IMF Analysis: Stablecoins as a Catalyst for Currency Crises in Countries with Fixed Exchange Rates

The proliferation of dollar-pegged stablecoins poses a serious challenge for countries maintaining fixed exchange rates. My analysis of the latest data shows that these digital assets not only simplify access to the US dollar but can also significantly accelerate the development of currency crises, undermining central banks' efforts to stabilize the national currency.
At the core of the problem lies a fundamental mechanism: stablecoins provide the public and businesses with a direct channel for quickly converting local currency into digital dollar assets. In conditions of economic uncertainty or loss of confidence in the national currency, this process becomes avalanche-like. The higher the level of stablecoin penetration into the economy, the faster information about potential risks spreads, triggering a mass shift of market participants into dollar assets. This, in turn, increases pressure on central bank reserves and makes maintaining a fixed exchange rate practically impossible.
It is critically important to understand that stablecoins themselves are not the root cause of financial instability. They act as a catalyst that exposes and amplifies already existing macroeconomic imbalances. The greatest vulnerability is observed in countries with low trust in the national currency, weak monetary policy, and, of course, a rigid exchange rate peg. Under such conditions, stablecoins become a tool for a "flight to quality," which can develop into a full-blown crisis even with relatively minor external shocks.
New Challenges for Regulators
My analysis confirms that regulators need to fundamentally rethink their approaches to assessing financial stability. Traditional metrics, which do not account for the growing role of stablecoins, no longer provide a complete picture. Central banks in countries with high inflation risk losing control over capital movements if they do not adapt their policies to the new digital reality. With the global turnover of stablecoins reaching a record $1.79 trillion in June, ignoring this factor is no longer possible.

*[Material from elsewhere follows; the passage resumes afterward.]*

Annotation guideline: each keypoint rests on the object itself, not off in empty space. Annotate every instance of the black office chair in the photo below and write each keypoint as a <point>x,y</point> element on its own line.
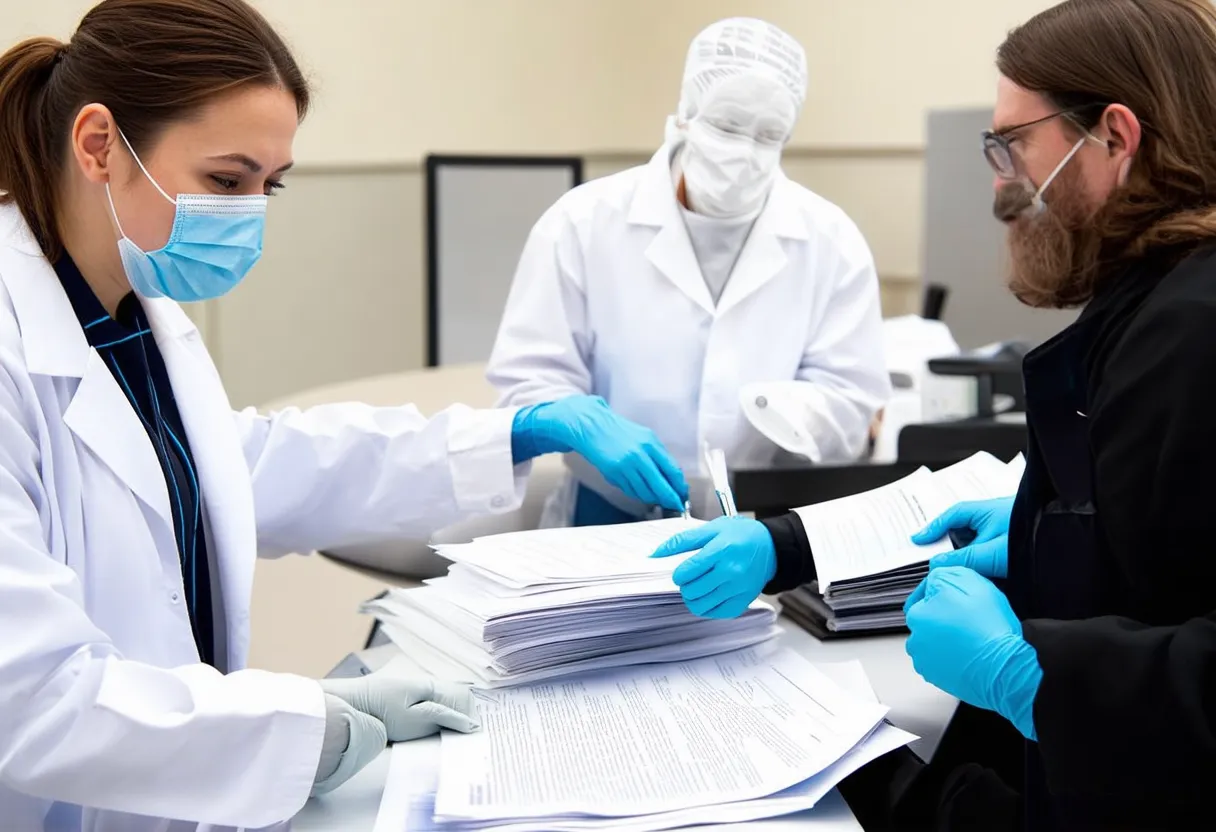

My expert opinion: Stablecoins are effectively creating a parallel dollar-based financial system that undermines the monetary sovereignty of countries with fixed exchange rates. Regulators should not ban these assets but instead implement mechanisms for monitoring and controlling digital dollar flows. Otherwise, the next currency crisis could be triggered not by macroeconomic factors, but by a simple user switch from one application to another.